9. What to say in the interview

  1. Queue or log — and why does it matter? (senior answer) A queue deletes on consume; a log retains and lets consumers replay via independent offsets. I'd build the log because it's a strict superset — it can emulate a queue, supports multiple independent consumers, and enables replay/reprocessing, at the cost of storing already-delivered data. That single choice drives the whole append-only, offset-based design.
  2. How do you size this? (senior answer) In bytes, not messages. 1M msg/s × 1 KB = 1 GB/s ingress; ×7 days ≈ 600 TB; ×3 for replication ≈ 1.8 PB on disk. Partition count = target throughput ÷ per-partition ceiling ≈ 1 GB/s ÷ 10 MB/s = 100+ partitions.
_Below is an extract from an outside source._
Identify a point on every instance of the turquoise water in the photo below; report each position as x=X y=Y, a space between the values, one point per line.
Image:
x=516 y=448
Lag = (produce − consume) × time is the runtime signal.
  3. What ordering do you guarantee? (senior answer) Per-partition ordering, none across partitions. Total order needs a single serialization point and kills throughput. I match ordering scope to the business by keying — e.g. key by account_id so each account's events are ordered while accounts parallelize.
  4. Give me exactly-once produce → process → publish, or tell me why you can't. (senior answer) True end-to-end exactly-once is impossible — the consumer can crash between the side effect and the offset commit. What I build is effectively-once: idempotent producer (broker dedups retried appends) plus transactional offset commit (output + input offset atomic) plus idempotent consumers for external side effects. Full treatment is the delivery-semantics anchor, C27.
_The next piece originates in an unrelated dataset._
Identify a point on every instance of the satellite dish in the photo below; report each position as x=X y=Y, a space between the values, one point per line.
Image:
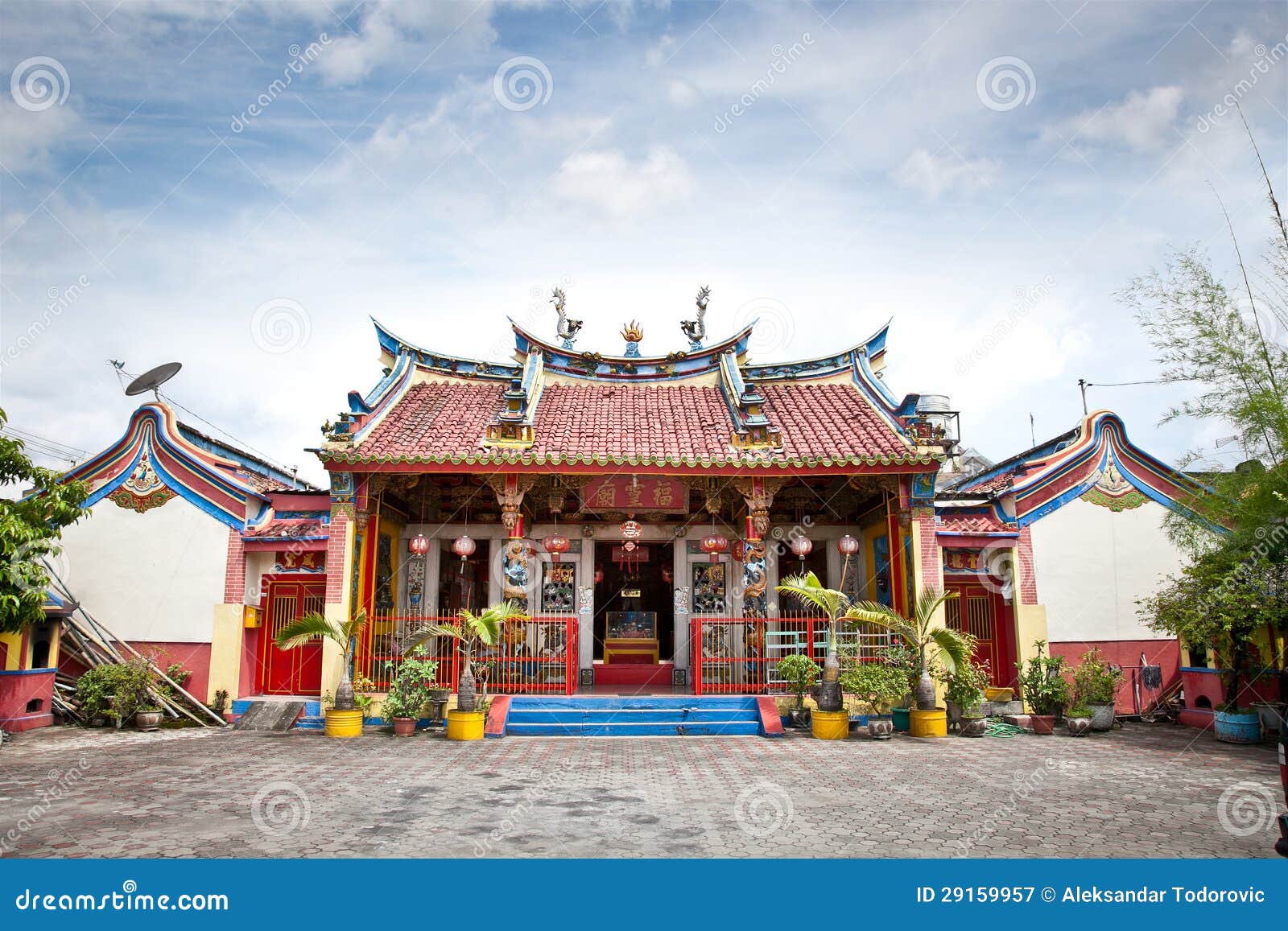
x=152 y=379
  5. What's a consumer-group rebalance and why is it dangerous? (senior answer) Partition-to-consumer reassignment when membership changes. A stop-the-world rebalance pauses the whole group — a lag spike exactly when you can't afford it, and deploys can cascade them. Mitigate with cooperative/sticky rebalancing, frequent commits, and tuned session timeouts.
  6. acks=1 vs. acks=all? (senior answer) acks=1 returns when the leader writes — fast, but loses the tail if the leader dies before replicas catch up. acks=all waits for the in-sync replica set — durable across leader failure, at replication latency. Choose per topic by message value: acks=all for payments, acks=1 for telemetry.
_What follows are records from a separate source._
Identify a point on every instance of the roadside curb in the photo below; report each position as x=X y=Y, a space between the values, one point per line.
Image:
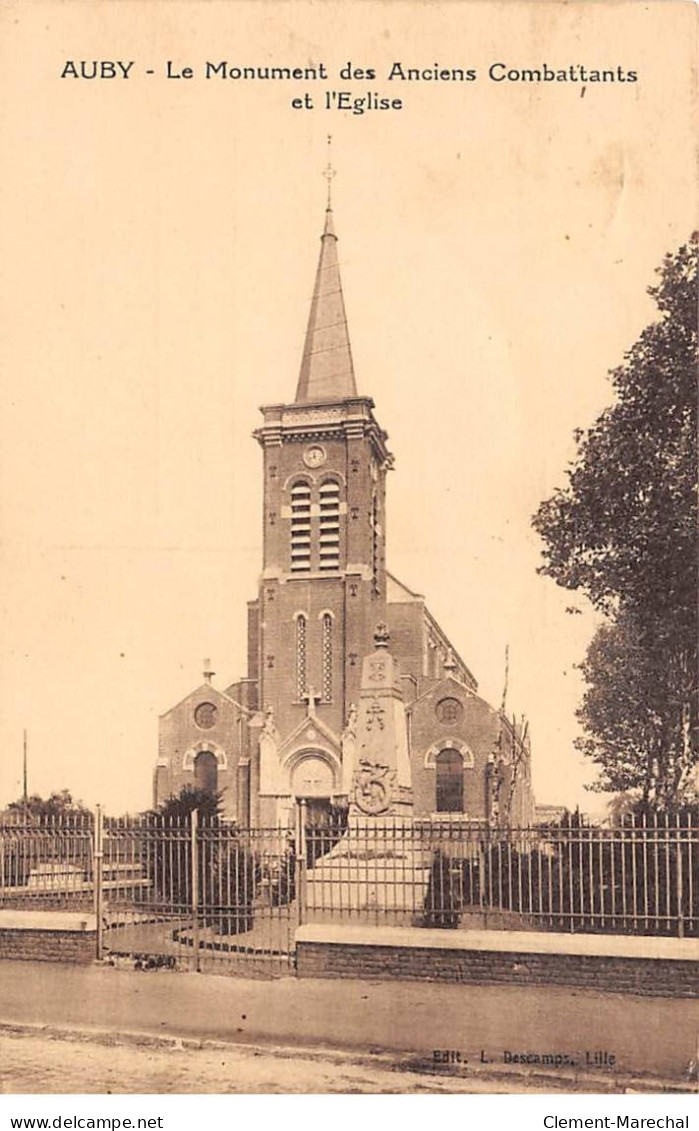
x=394 y=1061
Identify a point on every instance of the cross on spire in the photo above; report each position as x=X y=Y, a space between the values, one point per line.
x=311 y=698
x=329 y=173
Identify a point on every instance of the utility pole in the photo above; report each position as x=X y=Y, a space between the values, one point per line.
x=25 y=793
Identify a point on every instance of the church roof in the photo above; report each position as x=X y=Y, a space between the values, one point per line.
x=326 y=368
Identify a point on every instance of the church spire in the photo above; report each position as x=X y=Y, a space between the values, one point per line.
x=326 y=368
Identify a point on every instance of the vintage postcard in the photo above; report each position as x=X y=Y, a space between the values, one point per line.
x=348 y=569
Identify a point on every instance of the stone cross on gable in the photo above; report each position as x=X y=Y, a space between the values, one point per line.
x=311 y=698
  7. What happens when retention expires before a consumer catches up? (senior answer) The data is gone — retention is a correctness property in a log, not just a cost knob. So I alert on lag age relative to retention and size retention with recovery time in mind. This is why "log" buys replay only within the window.
  8. Why is the log fast enough to hit GB/s? (senior answer) Because every write is a sequential append and every read is a forward cursor — no random-access mutation, batching amortizes syscalls, the page cache serves hot reads, and zero-copy ships bytes from disk to socket. That's the mechanism lesson, C26 — I'd defer the internals there and keep the design here at the architecture level.

Related foundation lessons

This case is the partitioned-log anchor. The mechanism of why an append-log is fast (sequential I/O, batching, zero-copy) is the companion lesson C26 — deferred there on purpose. Delivery semantics / effectively-once live in the anchor C27, which this case links to rather than re-deriving. For the broader queue-vs-broker landscape see lesson 11 (async messaging); for the key-hashing and hot-partition mechanics see lesson 07 (partitioning); and for ISR replication and leader election see lesson 08 (replication).

C26 · log mechanism C27 · delivery semantics Async messaging Partitioning Replication Transactions and idempotency
Takeaway
The fork is the lesson: delete-on-consume (queue) or retain-and-replay (log). Choose the log and you get a partitioned, append-only structure where producers append to leaders, replicas keep it durable, and every consumer group walks its own offset — which is what lets one stream feed many independent readers and replay after a bug fix. Size it in bytes (1 GB/s → 1.8 PB at 7d/RF=3 → 100+ partitions), buy exactly as much ordering as the business needs via the key (per-partition, never total), accept effectively-once rather than pretend exactly-once, and watch consumer lag like a hawk because retention is a correctness boundary, not just a cost. The why-it's-fast mechanism is C26; the delivery guarantees are C27.